I was leaving my dance class this morning, and my dear friend asked me what I was up to today. I held up my hand in an 0 shape to signify nothing. I have no plans, I told her.
I immediately got in my car and thought about how I should have come up with a list of things that I was going to accomplish.
I thought to myself: who am I if I have nothing to do today?
(Side note, these thoughts dissolved within 5 seconds, after remembering my true self and how this friend of mine wants nothing more than to see me enjoy my no-planned days. She’s seen me through it all…true sisterhood we have, and I pray you have that in your life, too.)
The reason for this negative of who-am-I talk is that I’ve been nostalgic for a past time in my life, a time where I was way too busy and working a lot.
I find this nostalgia hard to understand because yes, I was making good money but I was at my most unhappy and unhealthy and uncreative time during this period I yearn for in my mind. Strange happenings, right?
I have been looking at this idea of busyness in our culture, but first I have been looking at it in my life.
I would wrap myself in busyness all day every day, because it shielded me from myself. I would wrap myself in busyness because I was avoiding true intimacy: with God, with myself, with my husband, with everyone. I would wrap myself in busyness because it made me feel important and needed.
Truth: I was hiding from my truest desire and calling to create beauty every day.
At this time in my life, I was addicted to being busy.
I only knew myself through the lens of busy. And once I lost that lens, by stepping away from work that was exhausting me, I lost myself a bit.

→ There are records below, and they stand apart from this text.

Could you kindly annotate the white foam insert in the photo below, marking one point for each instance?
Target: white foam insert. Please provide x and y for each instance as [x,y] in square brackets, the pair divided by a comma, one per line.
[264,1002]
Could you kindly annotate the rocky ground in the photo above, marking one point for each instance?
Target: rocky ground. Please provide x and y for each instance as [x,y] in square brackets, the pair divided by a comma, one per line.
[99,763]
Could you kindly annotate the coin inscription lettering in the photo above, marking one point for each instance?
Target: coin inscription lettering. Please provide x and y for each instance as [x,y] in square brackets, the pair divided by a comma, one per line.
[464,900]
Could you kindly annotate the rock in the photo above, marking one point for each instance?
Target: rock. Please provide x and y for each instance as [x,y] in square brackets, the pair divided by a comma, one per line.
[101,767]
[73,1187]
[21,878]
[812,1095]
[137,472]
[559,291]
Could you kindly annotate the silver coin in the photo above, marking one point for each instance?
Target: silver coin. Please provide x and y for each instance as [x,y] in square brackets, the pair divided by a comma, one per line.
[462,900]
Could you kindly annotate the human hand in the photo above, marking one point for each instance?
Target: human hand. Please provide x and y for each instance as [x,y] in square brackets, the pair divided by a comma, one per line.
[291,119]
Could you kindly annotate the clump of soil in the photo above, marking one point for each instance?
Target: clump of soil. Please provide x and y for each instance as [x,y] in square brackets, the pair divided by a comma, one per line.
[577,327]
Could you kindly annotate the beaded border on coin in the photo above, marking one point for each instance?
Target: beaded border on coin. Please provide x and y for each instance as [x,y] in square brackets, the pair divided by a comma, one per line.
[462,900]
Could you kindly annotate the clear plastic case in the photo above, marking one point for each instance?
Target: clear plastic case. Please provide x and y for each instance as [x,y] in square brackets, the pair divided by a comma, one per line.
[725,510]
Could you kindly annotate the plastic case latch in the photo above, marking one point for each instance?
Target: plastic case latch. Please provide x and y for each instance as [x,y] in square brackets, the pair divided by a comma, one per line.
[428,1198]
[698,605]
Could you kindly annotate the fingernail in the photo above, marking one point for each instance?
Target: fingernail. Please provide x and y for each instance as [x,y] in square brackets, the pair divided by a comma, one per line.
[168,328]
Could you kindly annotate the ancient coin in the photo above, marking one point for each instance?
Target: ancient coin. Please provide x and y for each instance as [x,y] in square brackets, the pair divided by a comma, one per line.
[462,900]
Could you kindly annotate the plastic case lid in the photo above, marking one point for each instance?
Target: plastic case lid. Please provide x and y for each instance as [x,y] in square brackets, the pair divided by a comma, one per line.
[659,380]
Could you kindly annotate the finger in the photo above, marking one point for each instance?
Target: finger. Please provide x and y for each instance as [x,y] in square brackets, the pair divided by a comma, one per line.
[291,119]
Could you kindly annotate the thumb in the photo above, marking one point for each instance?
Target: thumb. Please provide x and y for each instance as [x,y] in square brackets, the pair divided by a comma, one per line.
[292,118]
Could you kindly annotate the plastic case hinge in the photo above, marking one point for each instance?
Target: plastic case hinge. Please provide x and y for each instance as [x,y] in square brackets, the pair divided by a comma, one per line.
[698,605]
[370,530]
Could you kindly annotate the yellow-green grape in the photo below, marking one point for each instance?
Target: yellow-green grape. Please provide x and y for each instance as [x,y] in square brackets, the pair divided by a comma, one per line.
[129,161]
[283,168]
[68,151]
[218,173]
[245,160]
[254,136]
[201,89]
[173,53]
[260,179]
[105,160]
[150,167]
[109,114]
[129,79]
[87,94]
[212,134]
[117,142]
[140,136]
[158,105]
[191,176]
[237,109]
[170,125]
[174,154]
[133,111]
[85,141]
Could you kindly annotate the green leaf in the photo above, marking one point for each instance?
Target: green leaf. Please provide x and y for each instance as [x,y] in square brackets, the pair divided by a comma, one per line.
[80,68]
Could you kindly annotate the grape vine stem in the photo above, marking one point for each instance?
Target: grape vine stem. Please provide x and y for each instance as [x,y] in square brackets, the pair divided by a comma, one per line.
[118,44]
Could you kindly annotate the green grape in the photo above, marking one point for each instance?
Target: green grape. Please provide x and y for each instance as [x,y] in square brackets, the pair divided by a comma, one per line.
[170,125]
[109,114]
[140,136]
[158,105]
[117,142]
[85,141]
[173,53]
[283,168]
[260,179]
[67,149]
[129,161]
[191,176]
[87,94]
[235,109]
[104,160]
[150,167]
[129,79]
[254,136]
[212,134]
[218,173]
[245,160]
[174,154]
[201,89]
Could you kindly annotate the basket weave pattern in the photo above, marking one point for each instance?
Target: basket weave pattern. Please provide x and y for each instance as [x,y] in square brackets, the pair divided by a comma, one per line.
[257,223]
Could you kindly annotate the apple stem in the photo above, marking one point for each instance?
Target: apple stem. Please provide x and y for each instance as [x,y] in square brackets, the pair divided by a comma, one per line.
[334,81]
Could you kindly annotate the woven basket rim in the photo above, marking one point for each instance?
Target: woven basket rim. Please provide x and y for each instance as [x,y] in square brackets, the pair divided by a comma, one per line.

As I experienced this morning, I realized I don’t have to be busy to live and be worthy of my truest desires. I can experience where I am, right here and now, with presence and gratitude.

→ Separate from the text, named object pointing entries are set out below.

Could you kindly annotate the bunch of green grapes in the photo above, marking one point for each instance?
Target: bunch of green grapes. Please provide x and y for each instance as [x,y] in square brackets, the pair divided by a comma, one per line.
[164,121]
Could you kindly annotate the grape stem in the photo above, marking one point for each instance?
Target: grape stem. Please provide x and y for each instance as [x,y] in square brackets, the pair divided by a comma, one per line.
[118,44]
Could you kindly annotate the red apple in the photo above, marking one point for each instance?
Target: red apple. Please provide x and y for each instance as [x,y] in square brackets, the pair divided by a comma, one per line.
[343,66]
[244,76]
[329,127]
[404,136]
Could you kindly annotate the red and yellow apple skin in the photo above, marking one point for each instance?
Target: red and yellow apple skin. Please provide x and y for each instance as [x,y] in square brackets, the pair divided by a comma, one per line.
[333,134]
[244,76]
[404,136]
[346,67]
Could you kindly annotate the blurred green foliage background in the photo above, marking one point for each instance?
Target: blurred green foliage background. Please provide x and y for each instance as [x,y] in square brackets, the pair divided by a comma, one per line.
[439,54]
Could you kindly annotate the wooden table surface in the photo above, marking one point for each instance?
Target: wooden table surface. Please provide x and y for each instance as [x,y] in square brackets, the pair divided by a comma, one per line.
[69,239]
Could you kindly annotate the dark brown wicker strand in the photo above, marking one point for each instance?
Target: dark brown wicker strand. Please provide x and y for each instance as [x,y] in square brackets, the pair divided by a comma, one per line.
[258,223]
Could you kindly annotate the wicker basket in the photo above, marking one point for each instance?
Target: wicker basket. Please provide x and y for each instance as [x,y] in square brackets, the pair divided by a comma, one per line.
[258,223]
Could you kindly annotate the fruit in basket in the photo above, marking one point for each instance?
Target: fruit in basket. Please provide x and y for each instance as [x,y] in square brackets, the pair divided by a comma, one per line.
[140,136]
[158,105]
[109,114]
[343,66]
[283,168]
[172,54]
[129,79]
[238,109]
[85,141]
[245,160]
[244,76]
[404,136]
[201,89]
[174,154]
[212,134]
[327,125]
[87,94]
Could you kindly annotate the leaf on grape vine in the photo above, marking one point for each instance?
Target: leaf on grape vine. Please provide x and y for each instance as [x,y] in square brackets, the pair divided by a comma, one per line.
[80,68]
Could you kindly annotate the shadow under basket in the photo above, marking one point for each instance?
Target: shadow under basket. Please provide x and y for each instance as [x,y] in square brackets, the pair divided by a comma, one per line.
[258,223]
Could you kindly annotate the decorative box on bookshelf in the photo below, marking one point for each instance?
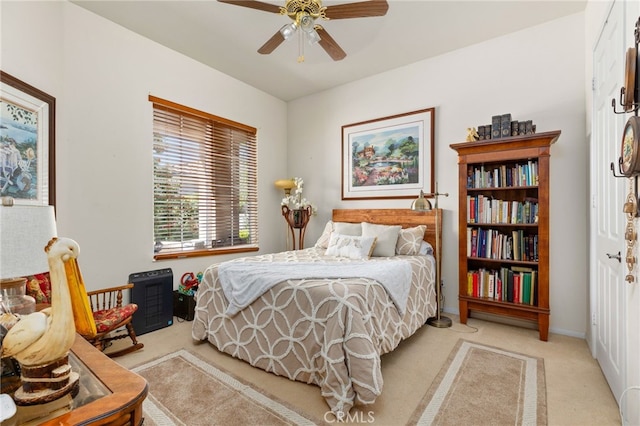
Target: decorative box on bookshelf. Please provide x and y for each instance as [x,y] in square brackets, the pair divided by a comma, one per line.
[504,213]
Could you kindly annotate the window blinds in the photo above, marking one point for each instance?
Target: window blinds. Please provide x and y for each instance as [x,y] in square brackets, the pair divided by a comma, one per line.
[205,190]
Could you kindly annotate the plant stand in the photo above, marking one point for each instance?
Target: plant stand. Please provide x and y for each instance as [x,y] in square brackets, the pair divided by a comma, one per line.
[297,219]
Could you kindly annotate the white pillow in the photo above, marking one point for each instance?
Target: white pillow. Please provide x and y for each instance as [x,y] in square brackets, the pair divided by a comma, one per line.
[351,246]
[410,239]
[346,228]
[323,241]
[426,248]
[387,238]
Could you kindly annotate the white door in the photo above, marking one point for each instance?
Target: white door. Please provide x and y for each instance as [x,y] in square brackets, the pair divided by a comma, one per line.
[609,194]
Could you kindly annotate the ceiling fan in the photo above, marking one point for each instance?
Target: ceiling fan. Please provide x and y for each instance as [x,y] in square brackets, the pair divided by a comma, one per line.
[304,14]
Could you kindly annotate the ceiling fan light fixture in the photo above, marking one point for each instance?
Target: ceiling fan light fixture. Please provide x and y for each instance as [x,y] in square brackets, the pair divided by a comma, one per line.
[313,37]
[307,22]
[288,30]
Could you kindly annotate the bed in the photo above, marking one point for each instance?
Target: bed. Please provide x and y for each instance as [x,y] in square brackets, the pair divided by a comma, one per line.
[326,329]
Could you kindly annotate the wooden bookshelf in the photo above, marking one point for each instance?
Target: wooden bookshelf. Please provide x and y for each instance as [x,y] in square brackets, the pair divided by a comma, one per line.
[510,178]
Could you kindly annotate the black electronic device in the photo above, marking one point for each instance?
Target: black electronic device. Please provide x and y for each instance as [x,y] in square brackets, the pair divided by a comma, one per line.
[153,293]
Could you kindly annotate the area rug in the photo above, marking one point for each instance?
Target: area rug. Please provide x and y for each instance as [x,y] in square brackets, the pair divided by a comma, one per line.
[482,385]
[185,390]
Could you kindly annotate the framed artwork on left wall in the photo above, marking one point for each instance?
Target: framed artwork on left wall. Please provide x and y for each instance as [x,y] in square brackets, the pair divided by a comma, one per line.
[389,157]
[27,143]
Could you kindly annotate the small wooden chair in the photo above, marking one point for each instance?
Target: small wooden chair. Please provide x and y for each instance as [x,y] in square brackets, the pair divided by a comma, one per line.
[110,315]
[100,319]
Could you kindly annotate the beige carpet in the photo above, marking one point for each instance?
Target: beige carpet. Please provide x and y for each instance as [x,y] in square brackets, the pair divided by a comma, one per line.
[576,391]
[475,381]
[484,385]
[185,390]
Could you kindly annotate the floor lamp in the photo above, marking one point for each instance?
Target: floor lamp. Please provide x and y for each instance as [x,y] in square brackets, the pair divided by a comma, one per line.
[422,204]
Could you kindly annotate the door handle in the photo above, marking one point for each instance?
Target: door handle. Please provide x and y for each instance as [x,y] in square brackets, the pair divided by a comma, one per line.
[615,256]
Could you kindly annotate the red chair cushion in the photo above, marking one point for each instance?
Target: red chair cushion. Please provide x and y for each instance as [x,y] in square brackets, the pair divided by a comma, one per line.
[39,287]
[106,319]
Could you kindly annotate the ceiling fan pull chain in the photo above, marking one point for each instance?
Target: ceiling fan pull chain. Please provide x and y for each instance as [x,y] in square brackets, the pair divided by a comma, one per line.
[300,46]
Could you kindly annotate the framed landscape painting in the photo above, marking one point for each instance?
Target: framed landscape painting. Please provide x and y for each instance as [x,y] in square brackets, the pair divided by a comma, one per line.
[27,143]
[389,157]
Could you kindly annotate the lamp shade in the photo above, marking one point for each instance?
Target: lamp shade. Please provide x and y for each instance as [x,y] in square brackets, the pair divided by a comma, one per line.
[24,233]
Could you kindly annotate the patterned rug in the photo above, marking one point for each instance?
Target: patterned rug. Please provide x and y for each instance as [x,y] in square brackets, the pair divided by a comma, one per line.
[477,385]
[481,385]
[185,390]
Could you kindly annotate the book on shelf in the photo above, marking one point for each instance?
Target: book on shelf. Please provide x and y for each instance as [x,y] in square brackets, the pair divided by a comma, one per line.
[505,125]
[496,127]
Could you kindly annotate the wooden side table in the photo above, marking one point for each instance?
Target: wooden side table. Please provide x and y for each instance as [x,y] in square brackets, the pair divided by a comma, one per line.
[115,394]
[297,219]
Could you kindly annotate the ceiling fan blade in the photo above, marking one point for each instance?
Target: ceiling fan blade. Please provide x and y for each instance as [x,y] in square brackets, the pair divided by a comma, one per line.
[330,45]
[253,4]
[364,9]
[271,44]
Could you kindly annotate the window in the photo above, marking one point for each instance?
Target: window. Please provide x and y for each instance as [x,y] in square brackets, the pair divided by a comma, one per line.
[204,183]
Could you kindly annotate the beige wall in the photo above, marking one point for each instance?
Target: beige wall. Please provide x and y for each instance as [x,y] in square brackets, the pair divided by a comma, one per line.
[542,78]
[101,75]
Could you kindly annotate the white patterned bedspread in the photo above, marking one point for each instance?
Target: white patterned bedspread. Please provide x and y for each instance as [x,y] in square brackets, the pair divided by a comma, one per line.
[327,331]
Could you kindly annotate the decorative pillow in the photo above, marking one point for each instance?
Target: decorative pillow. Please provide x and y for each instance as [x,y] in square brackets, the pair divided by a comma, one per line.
[351,246]
[387,238]
[346,228]
[323,241]
[410,239]
[426,248]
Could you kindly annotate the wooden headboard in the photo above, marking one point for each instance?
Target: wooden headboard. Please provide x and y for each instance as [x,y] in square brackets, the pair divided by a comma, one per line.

Spiritual teacher Sally Kempton writes about 2 ways to give yourself a check with you feel overwhelmed with busyness.* Ask yourself, is this external busyness or internal busyness? Meaning, is this a place or appointment you need to make sure to make (external) or a thought pattern that circulates in your mind even when you aren’t doing anything(internal). Just in asking yourself this question, you give yourself a pause and a break from your cycle.
My take is that internal busyness is the addicted side, the side of us that creates a groove around being busy that is so rigid, we can’t break free without serious practice and guidance.
In example, the internal busyness creeps in when you are free, but instead of breathing and looking out the window, your mind starts making lists all over the place of what to do next. Does this sound familiar to you?
Also, in this moment (of asking yourself is this an internal or external busyness), ask yourself, what are my truest desires? Knowing what you desire in your life helps your recognize God in all things, even the hardest and most contrary moments.
When asked about finding purpose and vocation the, Jesuit priest Fr. James Martin says:**
What are your deepest desires that moves you? Because I believe that your deepest desires, the things that you’re drawn to, the person you’re called to be, are really God’s desires for you. I mean, how else would God call us to something?
Let me repeat:
How else would God call us to something, if it’s not through your desires?
In reflection, being busy can be great at times, but it can also mask the higher power call in us all. This is especially true if our busyness is tied to removing ourselves from our greatest most creative gifts. As I said earlier, I used my busyness to be safe and stay small in my life. I used it to avoid my truest desire to make art and to be fully myself.
In summary, here’s what you can do if you feel addicted to being busy, and see it masking the most important parts of your life:
1. Stop and ask yourself whether you are internally or externally busy. Notice the patterns you hold around being busy, and be aware of what you are avoiding in your busyness.
2. Ask yourself what your truest desires are in the moment. Also, when do you feel the most alive and effortless in your life?
3. Trust your desires as God calling you toward your most creative self. Find God in all things, and in all things find your purpose.
Lastly, I am here to support you in your journey through and past the need to identify with busyness. With a full heart I understand this cult of busyness that we live in, and want you to feel creative freedom in your body and soul.
I want you to feel inner peace with where ever you are in your life.
Leave me a comment below on what steps you are taking to overcome your addiction to being busy. If you are interested in investigating your inner being and patterns, check out how I can guide you through my coaching to be your best, most creatively free self.
With desires for your creative freedom and staring out the window a lot,
* I read this in Sally Kempton’s article “Meditation for a Busy Life” published in Yoga Journal’s November 2009 issue.
** From an audio interview between Fr. Martin and Krista Tippet on On Being, Decemeber 2014.